Rockets vs. Lakers: LeBron James' home debut showcases two teams not ready to chase Warriors

LeBron James will make his Staples Center home debut Saturday night. His Los Angeles Lakers will face the Houston Rockets, last regular season's best team. 

It has all of the hype of a marquee game, and why wouldn't it? It's James' home debut in the Lakers' purple and gold, against the Western Conference runners-up. On a fall Saturday, it's getting the 10:30 p.m. ET slot on ESPN usually reserved for college football. But the bottom line is this: Saturday's showdown is a collision course of two entertaining but extremely flawed teams who may struggle to meet their expectations this season.

The Lakers can't shoot 3-pointers. Heck, they can't defend 3-pointers.

And the Rockets have clearly regressed from last season, losing two of their top three perimeter defenders and replacing them with an aging former All-Star who plays like it's still 2003.

Yes, we're only one game into the season for each team. And yes, these two teams should be playoff teams, with the Rockets likely to remain one of the best teams in the West and the Lakers certainly having the potential to get there.

But the problem here is that these two teams are so highly flawed that they stand no chance as currently constructed of unseating the Golden State Warriors, who withstood a major test Friday night from the Utah Jazz. At this point, you could argue a number of teams in the West -- the Jazz included -- have surpassed the Rockets and the Lakers.

The New Orleans Pelicans are blowing teams out. Heck, just ask the Rockets, because they completely blitzed them on opening night and scored 131 points on 53.1 percent from the field and 40.0 percent from beyond the arc. Not only did three guys score at least 25 points for the Pelicans, they followed that performance with a 149-point massacre against the Sacramento Kings on Friday night.

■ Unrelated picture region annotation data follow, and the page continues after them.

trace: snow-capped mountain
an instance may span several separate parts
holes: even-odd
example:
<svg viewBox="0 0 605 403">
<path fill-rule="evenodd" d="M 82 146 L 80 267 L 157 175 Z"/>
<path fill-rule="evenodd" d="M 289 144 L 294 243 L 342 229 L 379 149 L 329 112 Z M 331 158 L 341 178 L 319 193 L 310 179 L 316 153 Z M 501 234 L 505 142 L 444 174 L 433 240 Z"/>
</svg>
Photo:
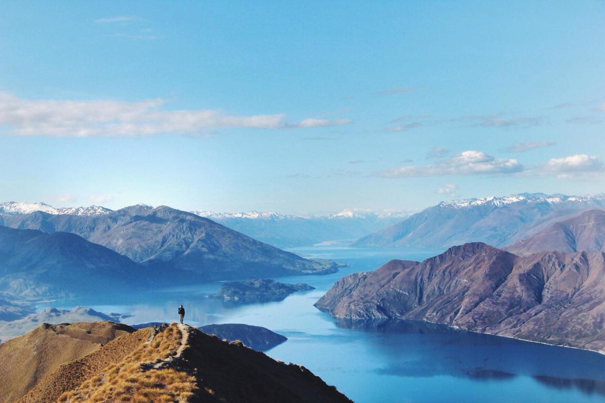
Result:
<svg viewBox="0 0 605 403">
<path fill-rule="evenodd" d="M 355 239 L 398 222 L 409 216 L 406 213 L 376 213 L 360 208 L 348 208 L 333 214 L 306 216 L 274 211 L 214 213 L 196 210 L 192 213 L 280 248 Z"/>
<path fill-rule="evenodd" d="M 520 193 L 441 202 L 353 245 L 442 248 L 483 242 L 501 247 L 594 208 L 605 208 L 605 195 Z"/>
<path fill-rule="evenodd" d="M 34 211 L 42 211 L 53 214 L 68 214 L 76 216 L 97 216 L 109 214 L 112 210 L 99 205 L 57 208 L 46 203 L 41 202 L 25 203 L 11 201 L 0 203 L 0 213 L 2 214 L 29 214 Z"/>
<path fill-rule="evenodd" d="M 480 199 L 466 199 L 452 201 L 440 202 L 437 205 L 456 208 L 471 207 L 482 205 L 502 207 L 515 203 L 603 203 L 605 202 L 605 194 L 589 196 L 566 196 L 564 195 L 544 195 L 544 193 L 519 193 L 503 197 L 489 196 Z"/>
</svg>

Utah proved to everyone that they are indeed in the Warriors' league by coming up a tip-in short of beating Golden State. They scored 81 points in the first half alone against one of the best defensive teams in the NBA.

Oh, yeah, and the San Antonio Spurs are still around, too. You know, that team that hasn't missed the playoffs since 1997, before Tim Duncan was even in the NBA. That team that has had the best winning percentage of any NBA team in the last 20 years.

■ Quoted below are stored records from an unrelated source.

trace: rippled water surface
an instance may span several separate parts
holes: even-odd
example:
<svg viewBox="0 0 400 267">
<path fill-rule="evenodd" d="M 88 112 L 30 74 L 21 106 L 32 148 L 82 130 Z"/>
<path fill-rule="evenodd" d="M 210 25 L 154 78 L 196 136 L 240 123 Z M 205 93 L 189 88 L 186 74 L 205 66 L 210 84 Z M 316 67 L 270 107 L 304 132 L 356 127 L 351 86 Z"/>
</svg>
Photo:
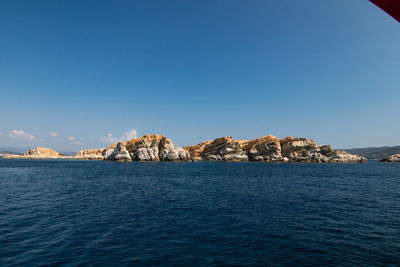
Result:
<svg viewBox="0 0 400 267">
<path fill-rule="evenodd" d="M 399 265 L 400 164 L 0 160 L 0 265 Z"/>
</svg>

The season is young. Obviously, the Rockets will probably look good on Saturday. The Lakers probably will too, I mean after all, they did look good for the first half vs. the Portland Trail Blazers on opening night (other than their lack of defense).

However, the Rockets are banking on Carmelo Anthony being a key factor. This is the same player who had his most inefficient season last year. He's a black hole when it comes to isolation basketball and plays a counteractive style to what the Rockets deem to be smart basketball. Houston predicates its success on 3-pointers and layups; Anthony usually does neither.

It's no surprise that Anthony posted a minus-20 rating off of the bench in just 27 minutes of playing time. It was by the worst of any bench player on the team, with Eric Gordon's minus-11 the second-worst.

In the case of the Lakers, they're playing a style of play that was successful when Magic Johnson was starring for the Purple and Gold in the 1980s. Johnson is running the show now, and it's not a coincidence that he built this team around a philosophy that worked 30 years ago. The problem is, it won't work in today's era. You absolutely need to have 3-point shooting in order to win and be a competent basketball team. That is the one thing the Lakers absolutely do not have.

The Lakers scored 63 points in the first half of their opener against the Blazers, with 50 of them coming inside the paint. They made zero 3-pointers in that span.  

These two teams are going to improve as the season goes on. The Rockets will figure out a better way to use Anthony while masking his deficiencies, along with covering up their glaring lack of defensive depth.

The Lakers will gain better chemistry as LeBron maximizes the talents around him and coach Luke Walton figures out which lineups work. Johnson -- like Rockets general manager Daryl Morey -- will probably realize at some point before the trade deadline that the Lakers need to acquire a competent 3-point shooter or two in order to have any chance of competing in the Western Conference playoffs.

But with all of that said, there's simply no denying it -- Saturday's "marquee" matchup represents two highly-flawed squads, not two teams ready to challenge the Warriors.